熱中症対策として、様々なグッズを活用することができます。

  • 水分や塩分の補給:水筒、塩分タブレット、経口補水液
  • 首元を冷やす:ネッククーラー、ネックリング、冷却タオル
  • 全身を冷やす:冷却スプレー
  • 風を送って涼む:ハンディファン、首掛け扇風機、空調服
  • ひんやりした衣類:冷感接触・UVカットの衣服、保冷ベスト、水冷ベスト
  • 日差しを避ける:日傘、帽子

従業員の意見を聞き、会社でまとめて購入して配布したり、個人で購入したものの費用を会社で負担する方法が考えられます。

4.熱中症予防教育の実施

従業員に熱中症の知識を広め、予防策を周知することが重要です。

熱中症の症状や対処法について、次のサイトを参考に、研修や講習会を実施しましょう。

熱中症が疑われる場合の緊急時対応について、全員が理解しておく必要があります。

管理職は、日頃から熱中症対策の重要性を伝え、注意喚起を行うようにします。

5.柔軟な働き方の導入

熱中症対策として、柔軟な働き方を導入することは効果的です。

時差出勤の導入

午前中や昼頃の気温が高い時間帯を避けるため、始業時間を早めることが、考えられます。

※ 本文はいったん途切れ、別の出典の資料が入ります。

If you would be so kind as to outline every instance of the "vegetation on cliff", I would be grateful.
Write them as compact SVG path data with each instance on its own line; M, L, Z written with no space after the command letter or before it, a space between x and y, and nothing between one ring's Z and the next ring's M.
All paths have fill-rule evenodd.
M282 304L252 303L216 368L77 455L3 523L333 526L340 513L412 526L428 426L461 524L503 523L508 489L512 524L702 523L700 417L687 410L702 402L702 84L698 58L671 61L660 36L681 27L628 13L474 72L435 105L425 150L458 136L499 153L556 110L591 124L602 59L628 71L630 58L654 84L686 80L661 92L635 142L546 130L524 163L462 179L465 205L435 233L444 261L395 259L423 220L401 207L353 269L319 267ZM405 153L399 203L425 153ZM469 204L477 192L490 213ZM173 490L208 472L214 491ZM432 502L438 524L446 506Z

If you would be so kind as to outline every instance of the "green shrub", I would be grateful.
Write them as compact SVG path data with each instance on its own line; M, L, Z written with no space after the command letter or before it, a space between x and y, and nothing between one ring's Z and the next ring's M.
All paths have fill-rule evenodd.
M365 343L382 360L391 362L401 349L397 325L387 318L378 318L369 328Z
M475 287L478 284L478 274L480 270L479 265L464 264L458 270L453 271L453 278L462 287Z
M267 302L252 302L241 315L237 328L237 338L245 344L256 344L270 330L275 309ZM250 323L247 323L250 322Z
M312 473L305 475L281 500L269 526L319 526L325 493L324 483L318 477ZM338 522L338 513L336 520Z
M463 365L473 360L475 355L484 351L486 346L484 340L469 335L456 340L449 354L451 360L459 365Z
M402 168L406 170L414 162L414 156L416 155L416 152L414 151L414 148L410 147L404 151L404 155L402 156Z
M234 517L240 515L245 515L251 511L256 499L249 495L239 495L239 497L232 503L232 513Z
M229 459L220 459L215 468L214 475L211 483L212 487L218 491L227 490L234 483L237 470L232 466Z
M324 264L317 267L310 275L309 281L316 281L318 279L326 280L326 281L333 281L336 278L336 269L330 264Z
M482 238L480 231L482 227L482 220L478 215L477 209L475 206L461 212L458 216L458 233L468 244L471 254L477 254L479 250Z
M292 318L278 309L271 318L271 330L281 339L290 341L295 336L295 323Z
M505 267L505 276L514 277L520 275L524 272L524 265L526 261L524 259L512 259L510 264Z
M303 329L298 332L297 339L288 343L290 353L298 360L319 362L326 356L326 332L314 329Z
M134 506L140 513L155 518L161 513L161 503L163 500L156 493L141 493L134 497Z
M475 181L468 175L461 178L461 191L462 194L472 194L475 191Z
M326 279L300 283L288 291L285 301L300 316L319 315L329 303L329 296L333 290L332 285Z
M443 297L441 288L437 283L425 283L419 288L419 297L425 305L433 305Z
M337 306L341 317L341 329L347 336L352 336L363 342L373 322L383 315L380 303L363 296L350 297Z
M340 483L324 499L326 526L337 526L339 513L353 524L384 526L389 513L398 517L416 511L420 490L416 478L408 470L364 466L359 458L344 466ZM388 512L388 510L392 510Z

例えば、通常の9時始業を7時や8時に変更することで、涼しい時間帯に出勤し、暑さを避けることができます。
また、交通機関の混雑を避けることにもつながります。

フレックスタイム制の活用

従業員が自身の都合に合わせて出勤時間を調整できるフレックスタイム制を活用することで、暑い時間帯の通勤を避けることができます。

テレワークの推進

自宅や涼しい場所で仕事ができるテレワークを推進することで、暑い屋外での移動を減らすことができます。
例えば、週に2〜3日はテレワークを実施し、出社する日は必要最小限にすることで、熱中症のリスクを下げることができます。

休憩時間を多く設ける

暑い時間帯に長時間働くことは、熱中症のリスクを高めます。
そこで、休憩時間を多く設けたり、長めに設定することで、適切な休憩が取れるようにします。

熱中症は、職場における大きな健康リスクです。
従業員の健康と安全を守るために、熱中症対策は欠かせません。

職場環境の改善、従業員の健康管理、熱中症対策グッズの活用、予防教育の実施、柔軟な働き方の導入など、様々な角度からアプローチすることが重要です。
管理職と従業員が一体となって、熱中症予防に取り組みましょう。